En Banc Federal Circuit: USITC Has power to Stop Non-Infringing Imports if used to Induce Infringement in the US

by Dennis Crouch

In Suprema, Inc. v. USITC  (en banc), the Federal Circuit sitting en banc has overturned the prior-panel decision – now holding that the US International Trade Commission (USITC) has the power to issue an exclusion order to block importation based upon an inducement theory of infringement — even though the imported products themselves are not infringing.

Here, the patents at issue belongs to Cross Match and a fingerprint-scan methodology that uses both hardware and software components. (See U.S. Patent Nos. 7,203,344). The hardware is manufactured abroad and imported by Suprema.  Once in the US, the hardware is loaded with software by another company (Mentalix) with the software to make a product used to infringe the claimed methods. Of importance, the imported hardware does not – by itself – directly infringe the patent. However, the USITC found that Suprema was liable for inducing infringement under 35 U.S.C. 271(b).

The original panel rejected the USITC analysis — finding that the government agency’s power extends only to block importation of articles that are infringing at the point of importation. In that case, inducement doesn’t work because it requires an additional step (the underlying infringement) before infringement is complete.

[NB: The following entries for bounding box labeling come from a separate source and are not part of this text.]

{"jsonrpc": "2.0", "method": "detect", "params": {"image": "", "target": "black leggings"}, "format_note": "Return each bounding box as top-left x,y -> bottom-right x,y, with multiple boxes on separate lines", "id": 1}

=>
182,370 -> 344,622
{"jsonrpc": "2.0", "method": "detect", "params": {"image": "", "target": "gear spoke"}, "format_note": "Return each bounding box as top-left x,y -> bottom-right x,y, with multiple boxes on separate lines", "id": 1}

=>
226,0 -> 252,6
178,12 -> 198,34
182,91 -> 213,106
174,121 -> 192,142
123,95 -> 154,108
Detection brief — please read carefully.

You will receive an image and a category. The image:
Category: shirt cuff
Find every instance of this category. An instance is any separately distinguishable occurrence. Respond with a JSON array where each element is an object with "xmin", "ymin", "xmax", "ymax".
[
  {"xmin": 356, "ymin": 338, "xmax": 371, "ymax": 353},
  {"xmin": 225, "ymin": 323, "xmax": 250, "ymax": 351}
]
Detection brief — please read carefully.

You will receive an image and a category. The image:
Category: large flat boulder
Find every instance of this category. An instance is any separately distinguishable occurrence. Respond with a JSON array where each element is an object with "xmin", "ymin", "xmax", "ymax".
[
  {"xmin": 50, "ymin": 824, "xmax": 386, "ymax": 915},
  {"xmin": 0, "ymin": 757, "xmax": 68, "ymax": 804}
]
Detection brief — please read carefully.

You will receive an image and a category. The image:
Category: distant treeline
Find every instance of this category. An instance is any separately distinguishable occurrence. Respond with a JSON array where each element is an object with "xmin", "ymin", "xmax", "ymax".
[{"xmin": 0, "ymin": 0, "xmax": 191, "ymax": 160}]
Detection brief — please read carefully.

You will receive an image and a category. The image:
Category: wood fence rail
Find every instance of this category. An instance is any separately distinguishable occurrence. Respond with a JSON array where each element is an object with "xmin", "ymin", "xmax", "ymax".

In the en banc rehearing, the Federal Circuit found the statute lacking — finding that the USITC’s enabling statute “Section 337 does not answer the question before us”  but instead simply states that the agency can take action against “articles that . . . infringe” a US patent.  This provision appears to favor the panel’s opinion – because it focuses on whether the good being imported infringes, but that is less true when considering the goal here is “curbing unfair trade practices that involve the entry of goods into the U.S. market via importation.”

At this point, most patent law readers would expect for the Federal Circuit to weigh the statutory language and consider which of the argued interpretations is correct.  Somewhat surprisingly, that is not the approach taken.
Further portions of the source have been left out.